New : Ex parte Housing Authority of the City of Talladega. PETITION FOR WRIT OF CERTIORARI TO THE COURT OF CIVIL APPEALS (In re: Harold Wallace v. The Housing Authority of the City of Talladega) (Talladega Circuit Court: CV-18-900509 Court of Civil Appeals: 2210486).
=========================
https://www.courtlistener.com/api/rest/v3/dockets/68538816/
Original: Ex parte Morgan Stanford and Matthew Hogue. PETITION FOR WRIT OF MANDAMUS: CIVIL (In re: Morgan Stanford and Matthew Hogue v. HCP Properties, LLC)(Jefferson Circuit Court: 22-901106).
New : Ex parte Morgan Stanford and Matthew Hogue. PETITION FOR WRIT OF MANDAMUS (In re: Morgan Stanford and Matthew Hogue v. HCP Properties, LLC)(Jefferson Circuit Court: 22-901106).
=========================
https://www.courtlistener.com/api/rest/v3/dockets/68206850/
Original: State v. Yuen
New : State v. Yuen. Dissenting Opinion by Recktenwald, C.J., in Which Ginoza, J., Joins. ICA Order of Correction, filed 09/26/2023 [ada]. ICA s.d.o., filed 09/22/2023 [ada]. Application for Writ of Certiorari, filed 12/18/2023. S.Ct. Order Accepting Application for Writ of Certiorari, filed 01/30/2024 [ada].
Case names end with a code
https://www.courtlistener.com/api/rest/v3/dockets/68979773/
Original: Riversiders Against Increased Taxes v. City of Riverside CA4/2
=========================
https://www.courtlistener.com/api/rest/v3/dockets/68975608/
Original: Holguin Family Ventures v. County of Ventura CA2/6
Super helpful analysis. I don't know the solution half as well as you do, but one thing I'll note is that the shorter case names tend to be the better ones, actually, but this is essentially the difference between case_name
and case_name_full
:
case_name
: Shows the simplified case name: Lissner v. Foxcase_name_full
: Shows the full case name: Michael Lissner v. Michael FoxThere's also case_name_short
, of course, which is usually just the first party: Lissner
.
An example:
Docket 68295573 already has a case_name Van Camp v. Van Camp, different than new value State v. Snyder
The docket in Courtlistener, that would have been overwritten has docket number "1 CA-CV 23-0297-FC", case name Van Camp v. Van Camp
The docket number for the Snyder case is "1 CA-CR 23-0297", which is a different case
So, the "docket_number_core" with value "230297" matches, but it shouldn't
This is a single example for Arizona, but on Sentry there are more records.

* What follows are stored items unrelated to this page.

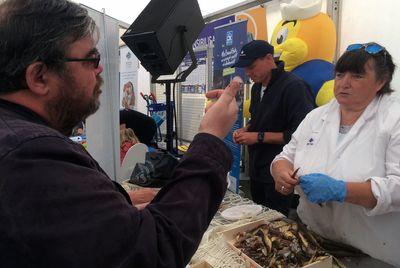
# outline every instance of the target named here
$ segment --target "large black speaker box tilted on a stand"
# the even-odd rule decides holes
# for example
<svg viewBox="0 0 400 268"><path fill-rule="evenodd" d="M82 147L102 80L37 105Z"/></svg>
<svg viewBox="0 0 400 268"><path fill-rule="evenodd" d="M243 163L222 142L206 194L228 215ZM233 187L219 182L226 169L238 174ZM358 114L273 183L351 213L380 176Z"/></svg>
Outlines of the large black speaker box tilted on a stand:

There is another example where the mismatch doesn't have a straightforward solution:
The oral argument with case name "In re: NEWMAN" has docket number 21-1228
The opinion with case name "Edgar G. C. v. Garland" has the same docket number
There are some cases when it is a correct match, but the case name or other data point is slightly different: ca3
The offending logic is in this function
https://github.com/freelawproject/courtlistener/blob/723b7ec84101b18fa2f0aa0dcb7ef7788dc74361/cl/recap/mergers.py#L84-L169
Sentry Issue: COURTLISTENER-7XG